Consider in $\mathbb{R}^2$ the map $g(x,y) = (x+1,-y)$. It is easy to see that $G = \langle g\rangle$ acts proper and discontinously on $\mathbb{R}^2$, so $\pi : \mathbb{R}^2 \to \mathbb{R}^2/G$ is a covering map. I think that $\mathbb{R}^2/G$ is homeomorphic to $\mathbb{R}^2 \setminus \mathbb{D}^2$, where $\mathbb{D}^2$ is de unit disk. Is it correct?
Furthermore, we can parametrizes it with the cylinder $\mathbb{S}^1 \times [0,\infty)$ simply $[x,y] \mapsto (e^{2\pi i x},|y|)$.
Your answer is not correct because your "parameterization" is not one-to-one: given $(x,y) \in \mathbb R^2$, the elements $[x,y]$, $[x,-y] \in \mathbb R^2 / G$ are not equal, but their images in $\mathbb S^2 \times [0,\infty)$ under the map $[x,y] \mapsto (e^{2\pi i x},|y|)$ are equal.

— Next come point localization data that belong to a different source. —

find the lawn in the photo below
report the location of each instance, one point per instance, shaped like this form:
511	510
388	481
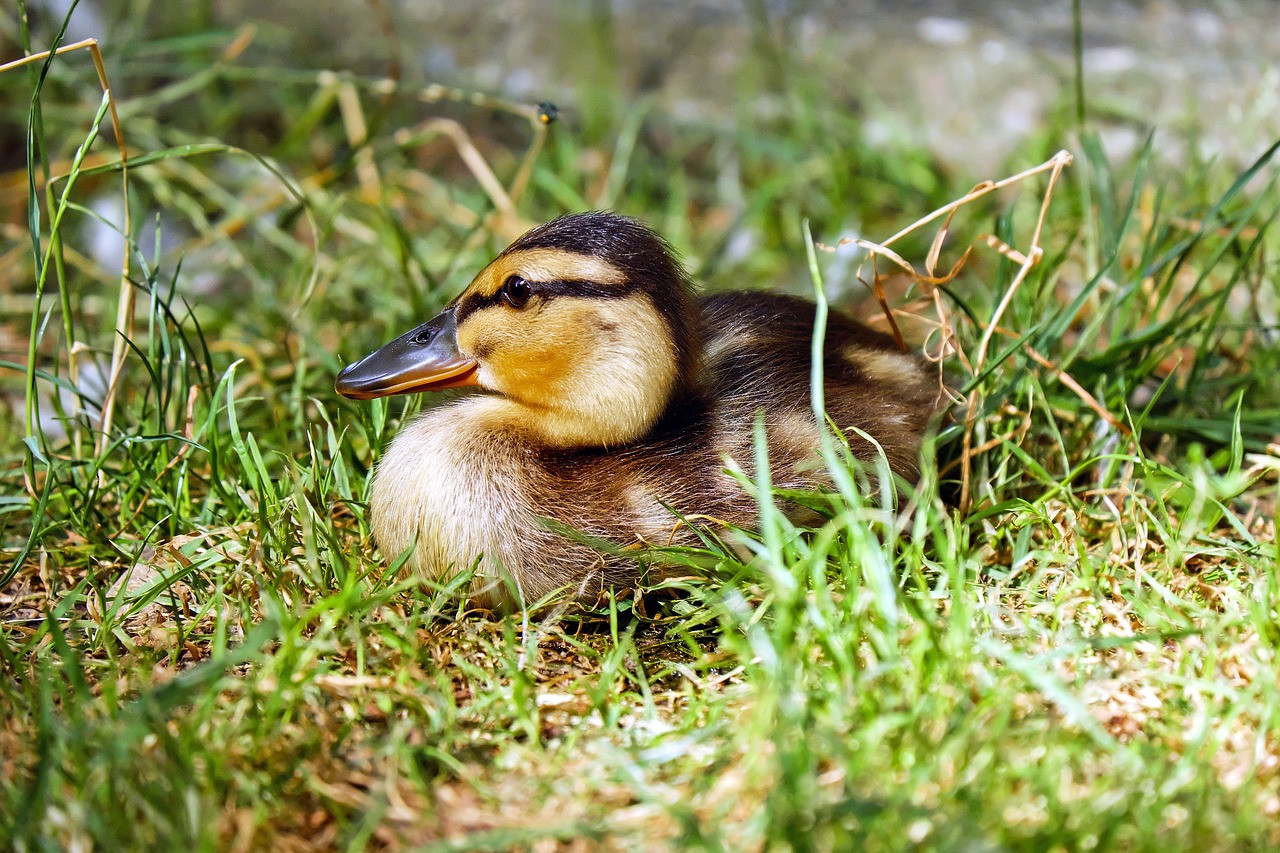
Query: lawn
1064	638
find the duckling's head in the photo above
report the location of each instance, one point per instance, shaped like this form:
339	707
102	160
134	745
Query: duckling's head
586	324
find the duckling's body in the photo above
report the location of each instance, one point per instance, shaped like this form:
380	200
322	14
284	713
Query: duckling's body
618	395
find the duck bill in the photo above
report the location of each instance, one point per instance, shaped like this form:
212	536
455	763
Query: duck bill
423	359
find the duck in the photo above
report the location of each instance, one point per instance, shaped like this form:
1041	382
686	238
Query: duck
608	402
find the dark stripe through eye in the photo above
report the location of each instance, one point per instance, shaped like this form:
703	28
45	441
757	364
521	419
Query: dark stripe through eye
544	290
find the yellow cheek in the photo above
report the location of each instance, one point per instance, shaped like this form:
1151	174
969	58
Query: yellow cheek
528	354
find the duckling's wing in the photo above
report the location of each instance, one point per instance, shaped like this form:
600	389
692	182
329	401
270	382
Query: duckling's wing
757	357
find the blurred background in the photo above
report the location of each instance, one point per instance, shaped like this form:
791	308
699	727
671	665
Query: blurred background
328	204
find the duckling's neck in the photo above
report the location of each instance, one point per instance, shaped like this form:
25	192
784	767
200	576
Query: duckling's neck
606	420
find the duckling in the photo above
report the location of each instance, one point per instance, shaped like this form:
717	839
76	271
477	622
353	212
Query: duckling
609	392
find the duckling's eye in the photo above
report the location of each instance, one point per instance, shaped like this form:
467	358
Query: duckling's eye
516	291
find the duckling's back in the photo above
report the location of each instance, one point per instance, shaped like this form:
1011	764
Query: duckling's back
757	360
758	356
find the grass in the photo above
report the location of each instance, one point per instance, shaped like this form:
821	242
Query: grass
200	649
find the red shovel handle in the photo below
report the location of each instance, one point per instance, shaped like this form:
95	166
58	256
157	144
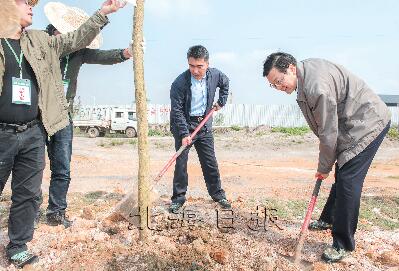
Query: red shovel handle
183	147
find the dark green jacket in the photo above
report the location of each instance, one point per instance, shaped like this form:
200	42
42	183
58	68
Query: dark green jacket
43	52
88	56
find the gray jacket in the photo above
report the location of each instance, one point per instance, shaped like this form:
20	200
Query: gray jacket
342	111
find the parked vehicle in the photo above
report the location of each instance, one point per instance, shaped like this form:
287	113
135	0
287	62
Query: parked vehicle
115	120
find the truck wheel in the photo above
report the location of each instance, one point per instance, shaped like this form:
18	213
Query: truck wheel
93	132
130	132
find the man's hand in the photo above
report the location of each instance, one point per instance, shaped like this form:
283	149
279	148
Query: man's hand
111	6
186	140
217	107
127	53
320	175
129	50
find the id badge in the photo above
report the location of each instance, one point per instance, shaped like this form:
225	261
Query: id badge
65	83
21	91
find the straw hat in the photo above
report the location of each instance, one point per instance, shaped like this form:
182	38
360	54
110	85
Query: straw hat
33	3
67	19
9	18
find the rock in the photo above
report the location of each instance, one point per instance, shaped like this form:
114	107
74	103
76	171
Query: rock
88	213
219	256
199	246
390	258
371	254
320	266
100	236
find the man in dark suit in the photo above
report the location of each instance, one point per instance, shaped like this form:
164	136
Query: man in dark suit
192	97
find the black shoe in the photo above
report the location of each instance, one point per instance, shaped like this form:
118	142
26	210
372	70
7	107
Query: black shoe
56	219
175	207
37	220
23	258
224	203
332	254
319	225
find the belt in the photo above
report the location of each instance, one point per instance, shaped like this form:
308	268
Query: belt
18	128
196	118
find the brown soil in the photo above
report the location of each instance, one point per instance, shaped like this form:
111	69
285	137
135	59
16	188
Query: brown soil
255	169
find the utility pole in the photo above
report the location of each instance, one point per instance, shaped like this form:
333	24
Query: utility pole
141	111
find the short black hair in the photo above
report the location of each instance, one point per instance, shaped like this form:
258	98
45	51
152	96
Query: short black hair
198	52
50	29
281	61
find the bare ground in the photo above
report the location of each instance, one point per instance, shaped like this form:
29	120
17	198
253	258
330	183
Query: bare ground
271	171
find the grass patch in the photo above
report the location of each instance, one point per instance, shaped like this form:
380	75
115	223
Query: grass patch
393	133
292	131
381	211
117	142
235	128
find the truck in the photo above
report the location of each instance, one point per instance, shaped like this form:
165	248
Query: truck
108	120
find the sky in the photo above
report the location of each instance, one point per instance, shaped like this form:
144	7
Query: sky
360	35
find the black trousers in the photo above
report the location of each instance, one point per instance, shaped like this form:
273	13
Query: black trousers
342	206
204	145
23	155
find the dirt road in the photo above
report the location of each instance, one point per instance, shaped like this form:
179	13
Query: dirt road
257	169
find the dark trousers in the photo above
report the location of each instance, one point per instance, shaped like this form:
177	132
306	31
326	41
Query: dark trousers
23	155
59	149
204	145
342	206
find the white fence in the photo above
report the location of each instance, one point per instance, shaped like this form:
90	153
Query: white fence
231	115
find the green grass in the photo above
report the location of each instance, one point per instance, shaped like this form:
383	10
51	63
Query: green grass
393	133
235	128
291	130
387	216
380	211
117	142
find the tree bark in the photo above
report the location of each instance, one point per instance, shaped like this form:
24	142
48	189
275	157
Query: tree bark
141	111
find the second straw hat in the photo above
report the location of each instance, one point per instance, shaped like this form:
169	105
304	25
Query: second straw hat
67	19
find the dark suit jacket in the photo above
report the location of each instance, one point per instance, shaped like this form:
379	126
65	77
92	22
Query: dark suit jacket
180	96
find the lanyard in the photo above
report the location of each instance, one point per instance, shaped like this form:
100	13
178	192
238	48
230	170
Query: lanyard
66	67
19	61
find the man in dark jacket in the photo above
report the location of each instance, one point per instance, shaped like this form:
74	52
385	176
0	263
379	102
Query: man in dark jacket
59	147
32	105
350	121
192	96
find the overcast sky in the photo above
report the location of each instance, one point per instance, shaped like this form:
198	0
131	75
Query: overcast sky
361	35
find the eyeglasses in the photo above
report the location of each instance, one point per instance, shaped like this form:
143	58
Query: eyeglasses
278	82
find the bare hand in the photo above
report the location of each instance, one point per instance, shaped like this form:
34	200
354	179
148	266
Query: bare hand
130	49
127	53
217	107
187	140
321	176
111	6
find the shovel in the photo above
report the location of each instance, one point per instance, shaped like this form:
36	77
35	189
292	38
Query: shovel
183	147
305	265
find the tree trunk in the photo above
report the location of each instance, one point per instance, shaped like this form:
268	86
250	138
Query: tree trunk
141	111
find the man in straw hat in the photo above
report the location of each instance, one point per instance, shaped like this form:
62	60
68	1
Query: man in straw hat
32	104
59	147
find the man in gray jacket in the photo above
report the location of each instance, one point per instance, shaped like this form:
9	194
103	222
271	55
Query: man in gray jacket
350	121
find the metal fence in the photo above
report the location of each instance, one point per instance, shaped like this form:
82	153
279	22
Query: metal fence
230	115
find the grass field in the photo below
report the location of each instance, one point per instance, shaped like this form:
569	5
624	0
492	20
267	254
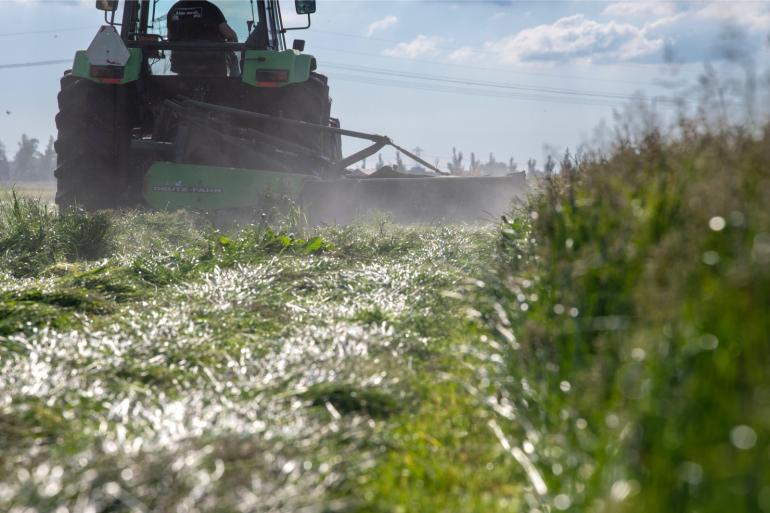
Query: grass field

To figure out what this quotient is, restrict the quotient map to a fundamental domain of the action of the group $\langle g \rangle$, namely to the infinite strip $[0,1] \times \mathbb R$. Its left edge $\{0\} \times \mathbb R$ is glued to its right edge $\{1\} \times \mathbb R$ by the identification $(0,y) \sim (1,-y)$. Does this quotient look familiar to you?